With Raphael trailing behind her Abigail raced through the heavenly halls, threw herself down at her desk, and began to practice her handwriting. For days and days, without a single break she practiced until finally Raphael reluctantly agreed that her writing was perfect. Then Abigail opened her desk, took out her finest paper, and inscribed the words the Calligrapher had whispered to her. And crying aloud with that same mixture of wonder and horror she'd felt as she beheld the Apprentice's work, Abigail soared through the heavens to deliver the Calligrapher's words to a man named Jeremiah.
"The days are surely coming, says the LORD, when I will make a new covenant with the house of Israel and the house of Judah. It will not be like the covenant I made with their ancestors when I took them by the hand to bring them out of the land of Egypt: a covenant they broke, though I was their husband, says the LORD. But this is the covenant I will make with the house of Israel after those days, says the LORD: I will put my law within them, and I will write it on their hearts; and I will be their God, and they shall be my people. No longer shall they teach one another, or say to each other, 'Know the LORD,' for they shall all know me, from the least of them to the greatest, says the LORD; for I will forgive their iniquity, and remember their sin no more."

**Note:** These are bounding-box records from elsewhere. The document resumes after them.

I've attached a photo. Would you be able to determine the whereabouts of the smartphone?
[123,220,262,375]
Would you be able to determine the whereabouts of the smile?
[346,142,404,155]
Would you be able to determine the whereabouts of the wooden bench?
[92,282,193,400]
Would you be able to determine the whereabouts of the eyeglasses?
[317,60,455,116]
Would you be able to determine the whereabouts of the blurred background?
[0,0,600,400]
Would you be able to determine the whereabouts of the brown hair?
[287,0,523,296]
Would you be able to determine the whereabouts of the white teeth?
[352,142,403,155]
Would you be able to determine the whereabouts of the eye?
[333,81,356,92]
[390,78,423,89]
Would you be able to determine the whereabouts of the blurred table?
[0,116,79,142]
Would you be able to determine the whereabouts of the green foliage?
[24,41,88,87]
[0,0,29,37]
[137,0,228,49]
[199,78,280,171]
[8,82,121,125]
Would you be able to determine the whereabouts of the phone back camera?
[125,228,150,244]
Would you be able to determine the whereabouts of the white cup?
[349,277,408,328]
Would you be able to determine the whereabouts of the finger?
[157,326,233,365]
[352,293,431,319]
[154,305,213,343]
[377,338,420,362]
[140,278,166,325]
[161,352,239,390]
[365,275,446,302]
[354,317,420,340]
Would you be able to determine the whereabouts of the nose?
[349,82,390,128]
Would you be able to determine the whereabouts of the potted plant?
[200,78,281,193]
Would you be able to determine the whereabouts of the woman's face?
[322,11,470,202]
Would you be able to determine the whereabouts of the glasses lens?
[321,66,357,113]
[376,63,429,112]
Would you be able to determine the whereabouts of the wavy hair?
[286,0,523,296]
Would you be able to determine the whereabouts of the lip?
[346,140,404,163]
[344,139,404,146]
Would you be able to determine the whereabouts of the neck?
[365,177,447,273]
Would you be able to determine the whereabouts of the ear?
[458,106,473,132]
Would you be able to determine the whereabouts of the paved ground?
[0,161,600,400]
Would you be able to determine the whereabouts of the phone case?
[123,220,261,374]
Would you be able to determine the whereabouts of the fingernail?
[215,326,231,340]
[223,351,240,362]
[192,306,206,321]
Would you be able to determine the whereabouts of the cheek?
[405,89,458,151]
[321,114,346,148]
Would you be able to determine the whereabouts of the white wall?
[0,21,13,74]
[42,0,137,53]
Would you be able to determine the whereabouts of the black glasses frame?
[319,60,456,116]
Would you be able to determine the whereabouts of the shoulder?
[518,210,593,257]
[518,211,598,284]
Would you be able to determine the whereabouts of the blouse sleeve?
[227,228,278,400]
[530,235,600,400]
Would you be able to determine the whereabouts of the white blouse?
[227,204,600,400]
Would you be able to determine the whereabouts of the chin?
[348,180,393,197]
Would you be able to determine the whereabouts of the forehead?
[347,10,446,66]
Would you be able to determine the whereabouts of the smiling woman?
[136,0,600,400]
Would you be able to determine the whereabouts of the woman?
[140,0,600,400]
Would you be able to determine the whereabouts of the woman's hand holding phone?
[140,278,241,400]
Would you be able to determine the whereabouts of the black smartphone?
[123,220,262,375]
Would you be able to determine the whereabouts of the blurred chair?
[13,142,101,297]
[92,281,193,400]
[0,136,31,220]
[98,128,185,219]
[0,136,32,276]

Frank R. Fisher, Obl OSB, is a second-career interim/transitional pastor in the Presbyterian Church (USA). He currently serves as the interim pastor of First Presbyterian Church in Bushnell, Illinois. During the final years of his first career as a paramedic and administrator for the Chicago Fire Department, Fisher graduated from McCormick Theological Seminary and was ordained. He is an Oblate of the ecumenical Abbey of John the Baptist and Saint Benedict in Bartonville, Illinois, where he has joined the rapidly growing number of those who are called to follow Saint Benedict's rule.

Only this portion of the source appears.